Nu loop ik hier als vrouw – met een hoofddoek uit respect – alleen door de straten. De mensen kijken wat verbaasd op. We zijn in Mosul vermoed ik toch nog altijd een van de weinige groepjes westerlingen die hier aan het werk zijn. Maar er is overal openheid, en vrolijkheid. We worden hartelijk ontvangen.

In dezelfde kunstschool waar we twee jaar geleden kort lesgaven, hebben we nu twintig studenten: vijf jonge vrouwen en vijftien jonge jongens. Eén meisje is getrouwd en heeft een kindje, een jongen is ook getrouwd. Veel van de studenten hebben al een job. Er zijn twee kappers bij, een make-up artiest, een influencer,… ze volgen les en werken tegelijk.

Het is niet zo eenvoudig hier voor meisjes om te studeren aan de kunstschool. Het maakt me erg blij dat er toch vijf zijn die onze workshops volgen. Ik geloof heel sterk in het verband tussen onderwijs en emancipatie. Een van de mannelijke vertalers zei mij dat ze heel veel verwachten van wat we hier doen op dat vlak. Zij hopen samen met ons dat de filmlessen een extra stimulans zijn om meer vrouwen aan te trekken in de kunstopleiding. De sociale context in Mosul blijft overwegend mannelijk. Dus des te meer ben ik blij dat de vrouwen hopelijk kunst in de maatschappij kunnen brengen. En via kunst gelijkwaardigheid evidenter kunnen maken.

We logeren opnieuw in hetzelfde paviljoen als twee jaar geleden. Een oud paviljoen, met verloren glorie. Nu opnieuw bevolkt. Onze buren zijn bijna uitsluitend trouwers en familie. Het is hier elke dag een komen en gaan van auto’s versierd met plastic bloemen. De gemeenschap heeft nood aan hoop, aan feesten en plezier. De eethuizen zijn opnieuw bevolkt door families. Er zijn overal kinderen. De oude kermissen draaien weer, volle bak verlicht in alle kleuren van de regenboog. De eet- en theehuizen zitten tjokvol met mannen die shisha roken, kaarten en schaakspelen. Ik was laatst de enige vrouw, weliswaar begeleid door mijn mannelijke collega’s, in zo een megagrote, tjokvolle bar met uitsluitend mannen en jongens. Er werd eventjes opgekeken. Dat was alles.

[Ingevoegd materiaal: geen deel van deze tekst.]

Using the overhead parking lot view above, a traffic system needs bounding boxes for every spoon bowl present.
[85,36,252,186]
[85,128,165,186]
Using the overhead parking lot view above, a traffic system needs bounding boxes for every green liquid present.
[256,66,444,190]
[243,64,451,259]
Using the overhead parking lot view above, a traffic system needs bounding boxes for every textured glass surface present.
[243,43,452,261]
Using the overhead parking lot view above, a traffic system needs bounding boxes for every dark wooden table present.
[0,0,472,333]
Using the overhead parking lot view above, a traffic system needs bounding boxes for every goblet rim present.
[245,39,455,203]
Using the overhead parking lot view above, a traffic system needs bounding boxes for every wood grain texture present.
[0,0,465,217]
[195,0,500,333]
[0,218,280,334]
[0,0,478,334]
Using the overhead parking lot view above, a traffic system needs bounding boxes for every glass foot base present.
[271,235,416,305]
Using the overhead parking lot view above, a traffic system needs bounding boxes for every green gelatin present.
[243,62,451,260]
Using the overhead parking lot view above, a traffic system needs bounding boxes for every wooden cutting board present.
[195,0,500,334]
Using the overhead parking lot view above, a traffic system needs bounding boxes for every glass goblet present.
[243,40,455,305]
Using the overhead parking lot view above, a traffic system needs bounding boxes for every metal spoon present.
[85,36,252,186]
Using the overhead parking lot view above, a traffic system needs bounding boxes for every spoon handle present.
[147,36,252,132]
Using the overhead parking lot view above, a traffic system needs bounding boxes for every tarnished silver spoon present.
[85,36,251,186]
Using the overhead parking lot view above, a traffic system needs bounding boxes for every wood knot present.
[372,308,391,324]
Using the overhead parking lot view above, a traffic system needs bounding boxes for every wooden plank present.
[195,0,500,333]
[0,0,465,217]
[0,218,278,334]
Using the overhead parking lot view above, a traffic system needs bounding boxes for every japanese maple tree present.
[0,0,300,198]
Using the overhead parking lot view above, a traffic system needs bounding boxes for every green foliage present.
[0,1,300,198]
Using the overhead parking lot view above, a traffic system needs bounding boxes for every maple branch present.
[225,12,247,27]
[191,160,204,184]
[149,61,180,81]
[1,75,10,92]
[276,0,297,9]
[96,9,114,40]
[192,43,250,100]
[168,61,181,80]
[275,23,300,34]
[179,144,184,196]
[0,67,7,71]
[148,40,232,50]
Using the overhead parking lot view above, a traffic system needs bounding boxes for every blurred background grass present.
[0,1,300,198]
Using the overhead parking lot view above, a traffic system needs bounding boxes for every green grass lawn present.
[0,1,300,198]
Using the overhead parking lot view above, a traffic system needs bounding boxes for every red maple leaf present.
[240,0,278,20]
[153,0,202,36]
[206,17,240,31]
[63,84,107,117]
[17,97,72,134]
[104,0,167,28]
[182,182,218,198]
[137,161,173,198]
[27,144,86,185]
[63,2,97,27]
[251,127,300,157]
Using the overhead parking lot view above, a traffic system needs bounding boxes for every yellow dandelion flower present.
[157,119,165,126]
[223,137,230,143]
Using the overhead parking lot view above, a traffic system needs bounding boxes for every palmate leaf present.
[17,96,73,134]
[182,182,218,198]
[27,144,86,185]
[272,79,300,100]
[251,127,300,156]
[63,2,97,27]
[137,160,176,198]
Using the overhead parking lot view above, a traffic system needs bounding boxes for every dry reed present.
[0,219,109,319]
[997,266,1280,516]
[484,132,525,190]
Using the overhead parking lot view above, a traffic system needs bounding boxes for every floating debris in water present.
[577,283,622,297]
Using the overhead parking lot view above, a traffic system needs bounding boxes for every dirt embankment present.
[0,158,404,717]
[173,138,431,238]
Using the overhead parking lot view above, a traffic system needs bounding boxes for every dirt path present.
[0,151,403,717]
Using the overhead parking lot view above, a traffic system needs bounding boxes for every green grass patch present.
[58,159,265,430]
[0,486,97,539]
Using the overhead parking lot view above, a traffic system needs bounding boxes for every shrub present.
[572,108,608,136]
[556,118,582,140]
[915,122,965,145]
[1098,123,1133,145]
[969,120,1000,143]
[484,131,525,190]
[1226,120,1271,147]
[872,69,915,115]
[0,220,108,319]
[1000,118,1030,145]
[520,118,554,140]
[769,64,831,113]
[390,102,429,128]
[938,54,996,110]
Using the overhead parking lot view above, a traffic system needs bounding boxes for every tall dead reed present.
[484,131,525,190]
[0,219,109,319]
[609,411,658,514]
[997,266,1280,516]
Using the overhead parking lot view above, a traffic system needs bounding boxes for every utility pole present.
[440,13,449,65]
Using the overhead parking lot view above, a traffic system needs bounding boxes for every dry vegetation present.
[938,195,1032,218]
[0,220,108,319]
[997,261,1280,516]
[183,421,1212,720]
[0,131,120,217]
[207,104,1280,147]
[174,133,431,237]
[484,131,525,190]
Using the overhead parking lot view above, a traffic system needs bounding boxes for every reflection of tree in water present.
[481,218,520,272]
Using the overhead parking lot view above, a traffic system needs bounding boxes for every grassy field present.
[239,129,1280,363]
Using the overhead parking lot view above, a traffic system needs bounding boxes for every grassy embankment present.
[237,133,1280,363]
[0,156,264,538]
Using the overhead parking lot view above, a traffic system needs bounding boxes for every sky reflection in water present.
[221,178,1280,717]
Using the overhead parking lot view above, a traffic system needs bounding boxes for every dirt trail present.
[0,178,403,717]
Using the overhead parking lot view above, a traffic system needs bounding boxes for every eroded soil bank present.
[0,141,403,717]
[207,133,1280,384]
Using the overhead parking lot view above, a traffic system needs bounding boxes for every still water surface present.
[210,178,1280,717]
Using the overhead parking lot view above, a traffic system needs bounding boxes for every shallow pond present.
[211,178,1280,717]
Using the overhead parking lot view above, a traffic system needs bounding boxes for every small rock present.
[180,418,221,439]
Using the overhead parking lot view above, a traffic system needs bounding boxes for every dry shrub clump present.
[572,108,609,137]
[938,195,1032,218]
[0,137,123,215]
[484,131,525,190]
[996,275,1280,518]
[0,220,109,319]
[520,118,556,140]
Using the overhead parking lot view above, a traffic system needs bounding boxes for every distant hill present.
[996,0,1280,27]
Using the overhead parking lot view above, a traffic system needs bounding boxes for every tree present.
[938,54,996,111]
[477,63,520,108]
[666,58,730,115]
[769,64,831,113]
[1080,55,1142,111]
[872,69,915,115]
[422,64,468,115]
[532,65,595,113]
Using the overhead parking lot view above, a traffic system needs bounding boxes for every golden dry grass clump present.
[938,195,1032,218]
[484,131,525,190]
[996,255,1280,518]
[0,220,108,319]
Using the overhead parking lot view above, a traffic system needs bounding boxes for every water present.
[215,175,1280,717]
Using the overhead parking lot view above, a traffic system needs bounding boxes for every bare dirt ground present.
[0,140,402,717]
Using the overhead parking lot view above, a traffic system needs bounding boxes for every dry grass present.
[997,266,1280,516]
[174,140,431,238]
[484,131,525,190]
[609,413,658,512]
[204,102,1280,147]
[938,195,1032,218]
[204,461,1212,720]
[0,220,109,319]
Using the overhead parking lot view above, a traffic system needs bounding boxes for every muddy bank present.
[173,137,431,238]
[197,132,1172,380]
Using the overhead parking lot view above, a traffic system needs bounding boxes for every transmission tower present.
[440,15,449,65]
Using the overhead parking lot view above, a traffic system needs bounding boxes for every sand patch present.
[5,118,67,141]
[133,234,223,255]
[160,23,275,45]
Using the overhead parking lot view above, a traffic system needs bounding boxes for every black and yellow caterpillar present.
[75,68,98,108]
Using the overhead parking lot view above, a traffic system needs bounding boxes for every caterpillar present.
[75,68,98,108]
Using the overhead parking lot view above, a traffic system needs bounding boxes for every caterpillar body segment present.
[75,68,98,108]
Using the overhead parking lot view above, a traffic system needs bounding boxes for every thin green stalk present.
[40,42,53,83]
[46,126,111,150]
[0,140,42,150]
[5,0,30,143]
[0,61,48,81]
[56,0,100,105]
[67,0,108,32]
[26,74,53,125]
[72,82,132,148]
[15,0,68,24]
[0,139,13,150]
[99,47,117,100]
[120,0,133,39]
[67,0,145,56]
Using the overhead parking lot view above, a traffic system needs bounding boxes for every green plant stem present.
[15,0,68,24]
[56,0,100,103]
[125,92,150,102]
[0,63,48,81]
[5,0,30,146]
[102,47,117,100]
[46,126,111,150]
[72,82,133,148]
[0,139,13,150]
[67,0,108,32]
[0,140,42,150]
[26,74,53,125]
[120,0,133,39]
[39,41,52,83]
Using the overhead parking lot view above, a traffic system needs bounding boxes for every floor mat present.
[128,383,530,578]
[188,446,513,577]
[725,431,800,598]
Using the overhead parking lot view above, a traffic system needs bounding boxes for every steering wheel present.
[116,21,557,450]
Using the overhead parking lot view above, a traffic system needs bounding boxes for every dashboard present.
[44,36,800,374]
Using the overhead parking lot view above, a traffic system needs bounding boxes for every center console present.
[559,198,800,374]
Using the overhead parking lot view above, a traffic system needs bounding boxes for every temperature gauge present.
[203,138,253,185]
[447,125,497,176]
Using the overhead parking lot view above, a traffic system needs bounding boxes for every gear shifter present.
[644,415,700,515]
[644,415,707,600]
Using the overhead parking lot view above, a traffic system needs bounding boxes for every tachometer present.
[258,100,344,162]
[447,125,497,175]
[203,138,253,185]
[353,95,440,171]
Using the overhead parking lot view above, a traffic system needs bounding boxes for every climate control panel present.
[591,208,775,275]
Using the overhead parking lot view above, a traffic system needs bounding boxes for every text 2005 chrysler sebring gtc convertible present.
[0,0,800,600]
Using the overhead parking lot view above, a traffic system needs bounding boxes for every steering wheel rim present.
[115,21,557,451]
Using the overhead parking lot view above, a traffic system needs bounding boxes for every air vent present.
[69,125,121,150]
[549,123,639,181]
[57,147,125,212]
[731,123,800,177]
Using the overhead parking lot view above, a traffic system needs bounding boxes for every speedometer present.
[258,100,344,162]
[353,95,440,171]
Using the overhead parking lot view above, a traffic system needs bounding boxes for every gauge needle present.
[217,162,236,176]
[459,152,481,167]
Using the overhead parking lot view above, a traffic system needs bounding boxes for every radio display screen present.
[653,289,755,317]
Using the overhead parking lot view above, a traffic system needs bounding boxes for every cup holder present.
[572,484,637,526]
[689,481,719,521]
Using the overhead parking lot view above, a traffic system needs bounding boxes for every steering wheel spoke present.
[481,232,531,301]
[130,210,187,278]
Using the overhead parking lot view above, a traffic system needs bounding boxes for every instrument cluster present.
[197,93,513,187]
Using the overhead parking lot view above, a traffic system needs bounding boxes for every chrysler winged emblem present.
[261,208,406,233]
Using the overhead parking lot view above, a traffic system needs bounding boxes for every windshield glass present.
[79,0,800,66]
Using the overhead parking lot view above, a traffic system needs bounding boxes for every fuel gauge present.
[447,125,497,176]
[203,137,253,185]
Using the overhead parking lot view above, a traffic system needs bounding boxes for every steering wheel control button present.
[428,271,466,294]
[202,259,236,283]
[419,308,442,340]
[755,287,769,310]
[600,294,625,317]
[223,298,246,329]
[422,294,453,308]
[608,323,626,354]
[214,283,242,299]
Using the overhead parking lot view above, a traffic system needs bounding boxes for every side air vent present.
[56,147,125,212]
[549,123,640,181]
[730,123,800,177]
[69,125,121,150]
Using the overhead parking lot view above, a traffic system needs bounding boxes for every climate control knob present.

De markten in het oude gedeelte zijn opnieuw volledig open, de marktkramers hoopvol dat de toeristen terugkomen. Ze vragen ons met aandrang: “Vertel verder dat het hier opnieuw veilig is.” De verse vis ligt uitgepakt met de oude badkuipen gevuld met water ervoor. Militairen zie je hier en daar nog, maar weinig. Sommige straten in het oude gedeelte van de stad zijn weer berijdbaar gemaakt.

De onwaarschijnlijk vele gebombardeerde huizen liggen er op vele plekken in het oude Mosul nog bij alsof het gisteren was. De botten van de buffels en hun hoornen zijn verdroogd en uitgehold, maar blijven liggen op één plek aan de Tigris-rivier, waar IS-strijders de beesten samenbrachten als voedsel.

Je waant je in een open museum, opgericht om nooit te vergeten wat voor vreselijks een hele gemeenschap is aangedaan. Hoeveel onschuldige kinderen en vrouwen en mannen koudweg zijn vermoord. Hoeveel prachtige gebouwen, bibliotheken etc. zijn vernield. Deze stad zal misschien nooit meer helemaal worden heropgebouwd, het gaat om teveel geld. Maar een straatje verderop zie je nog meer vismarkten. Vers fruit. Lekkere verse sappen.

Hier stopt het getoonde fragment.